Neuf septembre 1910. Sur les quais brumeux du port du Havre, un homme est tué par une bande en colère. Banale bagarre d’ivrognes. Mais l’affaire prend une autre tournure lorsqu’on apprend que la victime, le charbonnier Louis Dongé, est un « jaune », un briseur de grève. Ce qu’on appelle, à l’époque, un « renard ». Jules Durand, secrétaire du syndicat des charbonniers du Havre, est arrêté. Et la grève qu’il menait depuis trois semaines s’interrompt brusquement...

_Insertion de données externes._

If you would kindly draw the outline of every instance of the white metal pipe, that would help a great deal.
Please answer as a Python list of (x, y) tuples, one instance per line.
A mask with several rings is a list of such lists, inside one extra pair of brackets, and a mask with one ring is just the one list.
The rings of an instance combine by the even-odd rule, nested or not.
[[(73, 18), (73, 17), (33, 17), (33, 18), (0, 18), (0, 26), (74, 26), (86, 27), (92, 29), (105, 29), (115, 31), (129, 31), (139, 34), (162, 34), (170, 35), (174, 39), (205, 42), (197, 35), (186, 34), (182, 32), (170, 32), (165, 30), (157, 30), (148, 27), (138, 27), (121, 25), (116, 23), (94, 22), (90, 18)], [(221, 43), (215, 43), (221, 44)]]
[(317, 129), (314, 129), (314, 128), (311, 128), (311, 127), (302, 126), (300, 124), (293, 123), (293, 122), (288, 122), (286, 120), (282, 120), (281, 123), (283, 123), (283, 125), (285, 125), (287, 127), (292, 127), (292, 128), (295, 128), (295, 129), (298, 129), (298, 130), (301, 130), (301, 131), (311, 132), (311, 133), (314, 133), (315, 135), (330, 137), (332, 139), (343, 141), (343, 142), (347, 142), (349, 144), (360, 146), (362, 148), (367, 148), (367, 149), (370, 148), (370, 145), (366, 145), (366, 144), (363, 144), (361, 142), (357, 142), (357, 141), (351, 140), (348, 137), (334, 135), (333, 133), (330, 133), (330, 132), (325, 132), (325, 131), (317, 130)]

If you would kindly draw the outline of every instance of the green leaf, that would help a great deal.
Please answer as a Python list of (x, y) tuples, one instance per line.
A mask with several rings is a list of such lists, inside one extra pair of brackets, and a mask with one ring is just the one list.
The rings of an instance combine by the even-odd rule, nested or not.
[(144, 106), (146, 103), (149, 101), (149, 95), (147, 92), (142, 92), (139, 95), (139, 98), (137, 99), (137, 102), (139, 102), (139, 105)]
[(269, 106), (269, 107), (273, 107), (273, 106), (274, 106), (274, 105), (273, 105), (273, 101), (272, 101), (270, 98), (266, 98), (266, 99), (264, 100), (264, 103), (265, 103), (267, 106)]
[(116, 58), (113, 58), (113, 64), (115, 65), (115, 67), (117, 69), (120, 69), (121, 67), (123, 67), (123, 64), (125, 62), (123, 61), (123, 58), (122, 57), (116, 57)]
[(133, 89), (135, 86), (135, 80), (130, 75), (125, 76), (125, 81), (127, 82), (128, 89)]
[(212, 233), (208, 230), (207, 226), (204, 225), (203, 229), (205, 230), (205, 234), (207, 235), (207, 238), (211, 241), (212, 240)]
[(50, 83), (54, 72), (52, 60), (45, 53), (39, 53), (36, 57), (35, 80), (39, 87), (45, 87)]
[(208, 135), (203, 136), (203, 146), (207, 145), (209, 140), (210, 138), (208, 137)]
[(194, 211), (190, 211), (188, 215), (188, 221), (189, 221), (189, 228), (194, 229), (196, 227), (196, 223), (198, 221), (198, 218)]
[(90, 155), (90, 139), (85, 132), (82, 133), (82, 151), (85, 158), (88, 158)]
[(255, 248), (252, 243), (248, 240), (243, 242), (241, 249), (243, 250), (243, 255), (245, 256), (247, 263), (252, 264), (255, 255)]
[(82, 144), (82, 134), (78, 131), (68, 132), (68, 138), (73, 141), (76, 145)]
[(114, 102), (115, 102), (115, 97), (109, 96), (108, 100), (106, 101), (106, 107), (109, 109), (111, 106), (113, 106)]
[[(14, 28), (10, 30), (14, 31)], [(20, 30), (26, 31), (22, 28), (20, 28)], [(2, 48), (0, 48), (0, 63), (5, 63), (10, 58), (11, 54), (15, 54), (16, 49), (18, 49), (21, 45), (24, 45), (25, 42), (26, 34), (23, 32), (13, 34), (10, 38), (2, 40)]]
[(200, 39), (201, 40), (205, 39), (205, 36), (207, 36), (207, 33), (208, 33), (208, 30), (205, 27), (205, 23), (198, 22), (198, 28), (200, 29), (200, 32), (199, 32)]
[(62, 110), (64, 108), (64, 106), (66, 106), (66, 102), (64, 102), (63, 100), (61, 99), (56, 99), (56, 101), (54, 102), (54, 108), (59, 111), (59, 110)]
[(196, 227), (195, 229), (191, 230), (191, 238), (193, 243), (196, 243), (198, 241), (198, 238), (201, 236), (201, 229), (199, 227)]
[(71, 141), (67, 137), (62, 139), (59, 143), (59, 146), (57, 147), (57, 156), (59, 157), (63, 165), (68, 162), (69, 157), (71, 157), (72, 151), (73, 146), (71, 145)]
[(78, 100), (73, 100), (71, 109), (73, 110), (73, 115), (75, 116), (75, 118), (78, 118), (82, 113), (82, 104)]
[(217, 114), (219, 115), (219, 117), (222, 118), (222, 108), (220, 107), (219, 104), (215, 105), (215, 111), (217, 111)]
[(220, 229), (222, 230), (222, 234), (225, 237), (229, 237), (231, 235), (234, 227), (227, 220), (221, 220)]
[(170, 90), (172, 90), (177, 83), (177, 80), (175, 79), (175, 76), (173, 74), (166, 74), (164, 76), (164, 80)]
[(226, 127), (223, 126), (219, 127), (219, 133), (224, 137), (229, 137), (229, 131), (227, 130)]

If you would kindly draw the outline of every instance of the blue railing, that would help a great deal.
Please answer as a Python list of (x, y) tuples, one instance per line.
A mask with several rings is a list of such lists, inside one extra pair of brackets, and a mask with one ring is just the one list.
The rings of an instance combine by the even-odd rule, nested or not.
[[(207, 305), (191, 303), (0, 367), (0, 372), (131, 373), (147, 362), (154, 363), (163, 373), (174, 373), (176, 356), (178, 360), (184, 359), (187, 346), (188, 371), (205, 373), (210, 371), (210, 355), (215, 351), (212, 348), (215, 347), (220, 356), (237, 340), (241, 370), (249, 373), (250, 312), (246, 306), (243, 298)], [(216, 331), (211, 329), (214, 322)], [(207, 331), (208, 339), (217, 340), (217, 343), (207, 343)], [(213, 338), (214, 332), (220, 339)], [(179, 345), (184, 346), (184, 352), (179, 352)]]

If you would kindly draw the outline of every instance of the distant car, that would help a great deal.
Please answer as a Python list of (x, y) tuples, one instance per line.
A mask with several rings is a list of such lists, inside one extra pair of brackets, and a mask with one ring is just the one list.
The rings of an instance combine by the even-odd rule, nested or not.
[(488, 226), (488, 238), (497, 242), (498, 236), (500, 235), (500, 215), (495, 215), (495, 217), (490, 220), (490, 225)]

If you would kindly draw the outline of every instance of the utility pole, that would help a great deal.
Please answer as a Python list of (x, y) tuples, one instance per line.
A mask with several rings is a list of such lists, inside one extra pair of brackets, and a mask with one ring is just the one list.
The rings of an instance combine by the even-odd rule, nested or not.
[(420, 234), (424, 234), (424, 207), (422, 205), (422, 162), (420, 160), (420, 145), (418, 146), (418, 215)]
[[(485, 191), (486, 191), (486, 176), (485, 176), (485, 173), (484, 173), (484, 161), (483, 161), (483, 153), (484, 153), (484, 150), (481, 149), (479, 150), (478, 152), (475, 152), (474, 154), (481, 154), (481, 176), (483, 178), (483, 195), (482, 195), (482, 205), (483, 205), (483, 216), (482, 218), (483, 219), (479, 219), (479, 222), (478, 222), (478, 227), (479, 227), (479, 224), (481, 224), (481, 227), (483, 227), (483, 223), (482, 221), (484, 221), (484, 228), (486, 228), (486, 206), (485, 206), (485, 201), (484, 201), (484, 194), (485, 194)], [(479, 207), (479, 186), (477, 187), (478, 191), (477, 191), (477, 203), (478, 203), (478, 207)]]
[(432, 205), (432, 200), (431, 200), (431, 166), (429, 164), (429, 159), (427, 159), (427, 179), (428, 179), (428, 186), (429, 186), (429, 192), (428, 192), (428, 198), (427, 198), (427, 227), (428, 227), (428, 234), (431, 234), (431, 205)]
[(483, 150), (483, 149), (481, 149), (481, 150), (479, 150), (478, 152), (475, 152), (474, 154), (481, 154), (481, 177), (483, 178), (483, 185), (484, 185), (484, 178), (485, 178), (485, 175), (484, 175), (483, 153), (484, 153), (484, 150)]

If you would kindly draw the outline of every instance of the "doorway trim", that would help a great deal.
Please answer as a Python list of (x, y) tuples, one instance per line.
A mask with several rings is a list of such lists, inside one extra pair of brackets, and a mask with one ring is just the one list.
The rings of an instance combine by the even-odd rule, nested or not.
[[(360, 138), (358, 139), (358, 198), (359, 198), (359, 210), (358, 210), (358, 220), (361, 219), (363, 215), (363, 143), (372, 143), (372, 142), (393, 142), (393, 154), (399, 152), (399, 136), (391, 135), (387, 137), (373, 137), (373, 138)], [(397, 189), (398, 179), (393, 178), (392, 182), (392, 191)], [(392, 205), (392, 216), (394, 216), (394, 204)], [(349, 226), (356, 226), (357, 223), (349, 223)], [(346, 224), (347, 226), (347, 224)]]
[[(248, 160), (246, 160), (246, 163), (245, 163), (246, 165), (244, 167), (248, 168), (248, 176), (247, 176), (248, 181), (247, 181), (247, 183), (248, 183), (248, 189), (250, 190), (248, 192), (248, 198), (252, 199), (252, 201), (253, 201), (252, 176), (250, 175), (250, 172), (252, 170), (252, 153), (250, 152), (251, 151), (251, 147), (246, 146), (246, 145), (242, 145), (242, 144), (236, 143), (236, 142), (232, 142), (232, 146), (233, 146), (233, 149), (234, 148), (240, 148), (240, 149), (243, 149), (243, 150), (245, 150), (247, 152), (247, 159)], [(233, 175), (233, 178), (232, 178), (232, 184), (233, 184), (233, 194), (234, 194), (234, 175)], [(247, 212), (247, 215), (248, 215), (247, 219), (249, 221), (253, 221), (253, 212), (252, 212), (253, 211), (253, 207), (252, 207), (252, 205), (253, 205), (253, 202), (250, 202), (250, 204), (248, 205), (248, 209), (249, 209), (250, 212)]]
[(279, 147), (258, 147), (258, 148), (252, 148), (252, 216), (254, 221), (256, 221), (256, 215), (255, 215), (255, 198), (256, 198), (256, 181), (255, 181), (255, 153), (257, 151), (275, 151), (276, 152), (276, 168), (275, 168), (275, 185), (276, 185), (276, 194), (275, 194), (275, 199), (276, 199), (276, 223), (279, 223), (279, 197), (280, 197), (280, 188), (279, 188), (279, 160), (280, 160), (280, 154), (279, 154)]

Ainsi débute l’affaire Durand (1), qualifiée à l’époque d’« affaire Dreyfus ouvrière ». Car Jules Durand, comme Alfred Dreyfus quelques années plus tôt, va être victime d’une erreur judiciaire alimentée par les phobies du moment. Dans le contexte des rivalités franco-allemandes, les nationalistes avaient fait de Dreyfus, juif d’origine alsacienne, le coupable idéal. Dans le climat de guerre sociale qui agite la France une décennie plus tard, c’est sur Durand, prolétaire, syndicaliste et anarchiste, que s’acharne le destin.

Le destin, et la Compagnie générale transatlantique. Symbole de la bourgeoisie de la Belle Epoque, qui rêve de croisières intercontinentales dans des salons à dorures, et fleuron du capitalisme hexagonal, la « Transat », toute-puissante sur le port du Havre, est au cœur de l’affaire. C’est pour protester contre sa politique de mécanisation de la manutention que les charbonniers se sont dotés d’un syndicat, en juillet 1910, et mis en grève à la mi-août. C’est pour elle que travaillent les rares non-grévistes qui, comme l’infortuné Dongé, se sont laissé séduire par de coquettes primes. C’est elle, surtout, qui transforme l’incident du 9 septembre en « crime syndical ».

A peine la mort de Dongé connue, les responsables locaux de la Transat poussent une poignée de jaunes devant le magistrat chargé de l’enquête. Terrorisés par la mort de leur collègue, ces derniers s’exécutent. Ils inventent de toutes pièces une invraisemblable histoire. La mort de Dongé, affirment-ils, a été votée à main levée, au vu et au su de tous, en assemblée syndicale. Les chefs syndicaux auraient même fait défiler, devant des centaines de grévistes, les gros bras chargés d’exécuter la sinistre besogne !

Le magistrat ne semble guère surpris par cet étonnant récit. Au contraire. Depuis des années, on s’inquiète dans les beaux quartiers du durcissement du mouvement syndical. A Paris, au Havre, comme dans toutes les villes de France, la Confédération générale du travail (CGT), qui prêche sans relâche la guerre des classes, fait trembler les puissants. Dix ans après l’affaire Dreyfus, qui a permis aux républicains les plus modérés d’accéder au pouvoir, les théories révolutionnaires, portées par exemple par Fernand Pelloutier et Emile Pouget, ont pénétré les profondeurs du mouvement ouvrier. Dans toutes les Bourses du travail, on parle de grève générale, de manifestations, de sabotages, de toutes ces armes qui permettront d’abattre « la république bourgeoise » (2).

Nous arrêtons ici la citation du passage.